「サル化」する人間社会

sarukasuruninngenn.jpg先日の「文化とは」で、山極寿一『「サル化」する人間社会』についてという本に言及したので、ちょっと感想。

この本は、自身の研究生活の振り返りが中心のエッセイと言うべきもので、専門書や評論本というわけではない。
タイトルはこの本の最後の1章のタイトルをとったものだが、誤解がないようにはじめに注意しておくと、この本は主にゴリラ研究のことが書いてある。書名にある「サル」はニホンザルであって、人間社会がゴリラ化するとは言っていない。
(著者は、ゴリラの方がヒトより良くできた生物と思っているようなので、ゴリラのことだと誉め言葉になってしまう。)

昨日も書いたように、サルの本はいろいろ読んだけれど、学生時代から大して知識が増えているわけではない。
40余年前をおさらいすると、

ゴリラの社会は、数十頭からなる「バンド社会」といわれるものであること、この集団のサイズは、ヒトが親密なコミュニケーション(名前、顔、性格評価をセットで記憶)をとれるサイズであり、ゴリラの社会の研究はヒトの社会(その黎明期)の解明のヒントになる、

というのが今までの私の知識。

この知識は今でも間違っているわけではないようだが、この本では、ゴリラ社会には負けがないという表現で、社会内の行動が解き明かされる。
特に注意を惹いたのは、ゴリラだけでなく類人猿は、非母系社会であり、メスは生まれ育った群れを離れて配偶オスと一緒になるということ。メスの移管(transfer)は、人類を他の生物と区分する特徴であると言われていた(Lévi-Strauss)と思う。
また、ゴリラの同性愛行動というのも初めて聞いた。

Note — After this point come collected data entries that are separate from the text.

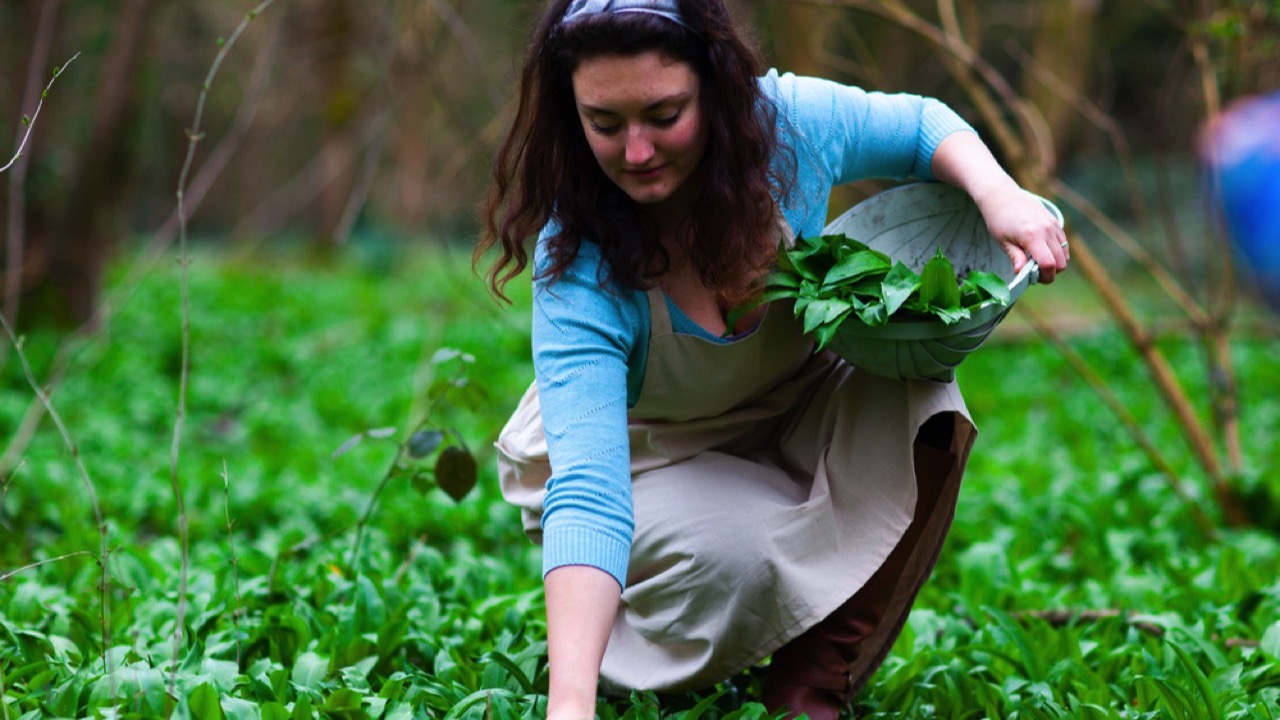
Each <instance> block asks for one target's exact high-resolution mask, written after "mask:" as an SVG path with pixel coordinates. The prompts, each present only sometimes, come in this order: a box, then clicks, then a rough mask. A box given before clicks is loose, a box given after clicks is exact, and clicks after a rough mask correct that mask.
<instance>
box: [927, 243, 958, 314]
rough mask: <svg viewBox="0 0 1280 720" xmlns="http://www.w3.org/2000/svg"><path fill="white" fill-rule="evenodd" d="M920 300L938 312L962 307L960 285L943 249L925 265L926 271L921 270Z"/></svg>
mask: <svg viewBox="0 0 1280 720" xmlns="http://www.w3.org/2000/svg"><path fill="white" fill-rule="evenodd" d="M920 300H923V301H924V304H925V305H928V306H931V307H936V309H938V310H956V309H959V307H960V283H959V281H956V272H955V268H954V266H952V265H951V260H947V256H946V255H943V254H942V249H941V247H938V252H937V254H936V255H934V256H933V258H932V259H931V260H929V261H928V263H925V264H924V269H923V270H920ZM952 322H954V320H952Z"/></svg>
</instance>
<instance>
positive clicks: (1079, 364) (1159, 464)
mask: <svg viewBox="0 0 1280 720" xmlns="http://www.w3.org/2000/svg"><path fill="white" fill-rule="evenodd" d="M1016 311H1018V313H1019V314H1021V315H1025V316H1027V319H1028V320H1030V323H1032V324H1033V325H1036V329H1037V331H1038V332H1039V334H1041V336H1042V337H1046V338H1048V341H1050V342H1051V343H1052V345H1053V347H1056V348H1057V351H1059V352H1060V354H1061V355H1062V357H1064V359H1065V360H1066V361H1068V364H1069V365H1071V369H1074V370H1075V372H1076V374H1079V375H1080V378H1083V379H1084V382H1085V383H1088V384H1089V387H1091V388H1093V392H1096V393H1097V395H1098V398H1101V400H1102V402H1103V405H1106V406H1107V407H1108V409H1110V410H1111V413H1112V414H1115V416H1116V419H1119V420H1120V424H1123V425H1124V427H1125V429H1126V430H1129V436H1130V437H1133V439H1134V441H1135V442H1137V443H1138V447H1139V448H1142V452H1143V455H1146V456H1147V460H1149V461H1151V464H1152V465H1155V466H1156V470H1158V471H1160V474H1161V475H1164V478H1165V480H1166V482H1167V483H1169V489H1171V491H1172V492H1174V495H1175V496H1178V498H1179V500H1181V501H1183V503H1184V505H1185V506H1187V509H1188V510H1189V511H1190V514H1192V520H1194V521H1196V525H1198V527H1199V529H1201V530H1202V532H1203V533H1204V537H1207V538H1210V539H1217V530H1216V529H1215V528H1213V523H1212V521H1210V519H1208V516H1207V515H1204V510H1203V509H1202V507H1201V506H1199V505H1197V503H1196V501H1193V500H1192V498H1190V497H1188V496H1187V493H1185V492H1184V491H1183V487H1181V483H1179V482H1178V471H1176V470H1174V466H1172V465H1171V464H1170V462H1169V460H1167V459H1166V457H1165V455H1164V454H1162V452H1161V451H1160V448H1158V447H1156V443H1155V442H1153V441H1152V439H1151V437H1148V436H1147V433H1146V430H1143V429H1142V424H1140V423H1138V420H1137V418H1134V416H1133V414H1132V413H1129V409H1128V407H1125V404H1124V402H1123V401H1121V400H1120V398H1119V397H1116V395H1115V393H1114V392H1112V391H1111V387H1110V386H1107V383H1106V380H1103V379H1102V377H1101V375H1098V373H1097V372H1094V370H1093V366H1092V365H1089V363H1088V361H1085V360H1084V357H1082V356H1080V354H1079V352H1076V351H1075V348H1074V347H1071V346H1070V345H1069V343H1068V342H1066V341H1064V340H1062V336H1061V334H1059V332H1057V328H1055V327H1053V325H1052V323H1047V322H1046V320H1044V319H1043V318H1041V316H1039V314H1038V313H1036V311H1034V310H1032V309H1030V307H1029V306H1023V305H1018V306H1016Z"/></svg>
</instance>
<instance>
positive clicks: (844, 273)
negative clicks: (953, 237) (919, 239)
mask: <svg viewBox="0 0 1280 720" xmlns="http://www.w3.org/2000/svg"><path fill="white" fill-rule="evenodd" d="M778 299H794V300H795V313H796V318H803V323H804V331H805V332H806V333H814V337H815V338H817V340H818V348H819V350H820V348H822V347H826V345H827V343H828V342H831V340H832V338H833V337H835V336H836V331H837V328H840V325H841V324H842V323H845V322H846V320H847V319H854V318H856V320H858V322H861V323H865V324H867V325H869V327H873V328H876V327H881V325H883V324H886V323H888V322H890V320H891V319H892V320H899V322H911V320H923V319H940V320H942V322H943V323H946V324H948V325H950V324H954V323H957V322H960V320H964V319H966V318H969V314H970V311H972V310H975V309H978V307H983V306H986V305H989V304H992V302H995V304H998V305H1007V304H1009V286H1006V284H1005V282H1004V281H1001V279H1000V277H998V275H996V274H995V273H988V272H982V270H975V272H973V273H969V274H968V275H965V278H964V279H963V281H961V279H959V278H956V272H955V268H954V266H952V265H951V261H950V260H948V259H947V258H946V256H945V255H943V254H942V249H941V247H940V249H938V252H937V255H934V256H933V258H932V259H931V260H929V261H928V263H925V264H924V268H922V270H920V273H919V274H916V273H915V272H914V270H911V269H910V268H908V266H906V265H905V264H902V263H895V261H893V260H892V259H891V258H890V256H888V255H886V254H883V252H881V251H878V250H872V249H870V247H868V246H867V245H864V243H861V242H859V241H856V240H854V238H850V237H847V236H844V234H829V236H818V237H812V238H805V237H800V238H796V243H795V246H794V247H790V249H788V247H780V249H778V269H777V270H776V272H774V273H772V274H771V275H769V278H768V281H767V282H765V292H764V300H767V301H768V300H778ZM733 325H735V322H732V319H731V322H730V328H732V327H733Z"/></svg>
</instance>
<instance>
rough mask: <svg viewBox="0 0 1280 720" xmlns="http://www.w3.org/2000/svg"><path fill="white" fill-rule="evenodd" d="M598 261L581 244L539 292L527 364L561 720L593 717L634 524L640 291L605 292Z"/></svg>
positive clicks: (548, 713)
mask: <svg viewBox="0 0 1280 720" xmlns="http://www.w3.org/2000/svg"><path fill="white" fill-rule="evenodd" d="M543 249H544V246H541V245H539V251H541V250H543ZM538 259H539V260H541V256H540V255H539V256H538ZM598 263H599V252H598V250H596V249H595V246H594V245H590V243H584V245H582V247H581V249H580V251H579V258H577V259H576V260H575V263H573V265H572V266H571V268H570V269H568V270H566V273H564V274H563V275H562V277H561V278H559V279H558V281H557V282H554V283H553V282H549V281H539V282H538V284H536V287H535V295H534V313H532V350H534V369H535V373H536V375H538V392H539V398H540V409H541V420H543V430H544V436H545V439H547V450H548V456H549V460H550V464H552V468H554V473H553V477H552V479H550V482H549V483H548V489H547V496H545V500H544V503H543V518H541V524H543V575H544V580H543V587H544V591H545V596H547V644H548V653H549V656H550V689H549V696H550V698H549V706H548V708H547V710H548V716H549V717H552V719H557V720H559V719H566V720H568V719H572V720H579V719H591V717H595V693H596V684H598V679H599V675H600V661H602V659H603V657H604V648H605V646H607V643H608V639H609V629H611V628H612V626H613V619H614V616H616V615H617V611H618V598H620V597H621V593H622V584H623V583H625V582H626V574H627V562H628V557H630V550H631V533H632V529H634V519H632V507H631V454H630V443H628V439H627V375H628V366H630V357H631V354H632V351H634V350H635V346H636V343H637V342H639V341H640V338H641V337H645V336H646V331H648V327H646V323H645V322H644V320H645V316H644V315H643V313H641V306H640V305H639V304H640V302H643V301H644V296H643V293H631V292H613V291H612V290H611V288H602V287H600V284H599V270H598Z"/></svg>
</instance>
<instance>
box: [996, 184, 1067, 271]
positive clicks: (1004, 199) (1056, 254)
mask: <svg viewBox="0 0 1280 720" xmlns="http://www.w3.org/2000/svg"><path fill="white" fill-rule="evenodd" d="M974 201H975V202H977V204H978V209H979V210H980V211H982V218H983V219H984V220H986V222H987V229H988V231H989V232H991V236H992V237H995V238H996V242H998V243H1000V247H1001V249H1002V250H1004V251H1005V254H1006V255H1009V260H1010V261H1012V264H1014V273H1018V272H1020V270H1021V269H1023V265H1025V264H1027V259H1028V258H1030V259H1032V260H1036V264H1038V265H1039V282H1043V283H1051V282H1053V277H1055V275H1057V273H1060V272H1062V270H1065V269H1066V263H1068V260H1070V258H1071V252H1070V249H1069V247H1068V245H1066V233H1065V232H1062V228H1061V227H1059V224H1057V218H1055V217H1053V215H1052V214H1051V213H1050V211H1048V210H1047V209H1046V208H1044V205H1043V204H1042V202H1041V201H1039V199H1037V197H1036V196H1034V195H1030V193H1029V192H1025V191H1024V190H1023V188H1020V187H1018V184H1015V183H1014V182H1012V181H1010V182H1009V183H1007V184H1001V186H997V187H995V188H992V190H989V191H987V192H986V193H984V195H982V196H974Z"/></svg>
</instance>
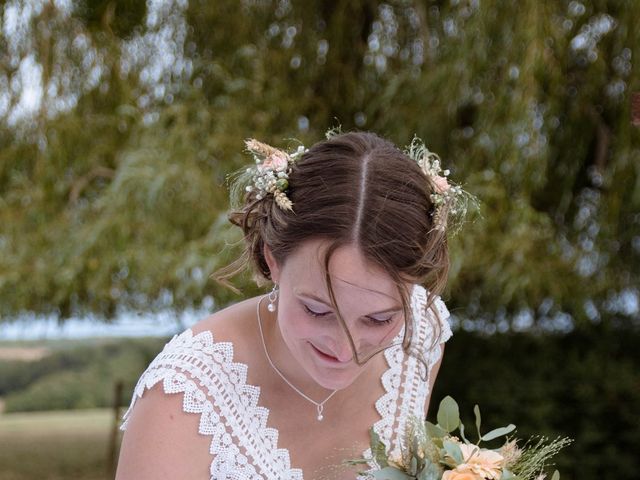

メスのいないグループで代償行為的な同性愛が観察されるだけでなく、メスが群れに加わっても、その中からオスだけをひきつれて出て行って引き続き同性愛グループを作った話がある。

で、タイトルの『「サル化」する人間社会』であるが、おそらく、出版社が、目を惹くタイトルということでこれを本全体のタイトルにしたのだろうが(その作戦に私もはまった)、この本の中では一番知的刺激には乏しい部分だと私は思う。

著者は、本書のはじめに、家族という単位がヒト社会を読み解くキーだとしていて、家族と、より大きな社会のアンビバレンツをやりくりするのがヒト社会であると言う。
個食に代表されるひとり人間の社会は(ともに食事をするのが家族。ゴリラ以外のたいていの動物は他個体から隠れて食餌する。)、家族単位の対等な社会関係が形作られている社会が崩れた姿。
個人がばらばらになれば絶対的な順位社会になり、そして、一方で、効率的な社会を追求する動きは、(対等な家族を基礎とするなら調整コストがかかるが、そうでない)順位社会になっていくだろうとも言う。
順位づけによって群れの秩序を守っているニホンザルの社会のような社会に、ヒト社会もなっていくのではないか、という。(ゴリラの社会には負けがない、順位社会ではないから、ここでいうサルはゴリラではありえない)

そう言われれば、そういう傾向を感じる場面は増えていると思う。

ところで、本書にはこんなことも書いてある。
ゴリラはヒト(著者)を受け入れてくれたが、ヒトはゴリラを受け入れることはできそうにない。

著者は京都大学学長であるが、学生はゴリラだろうか、ヒトだろうか。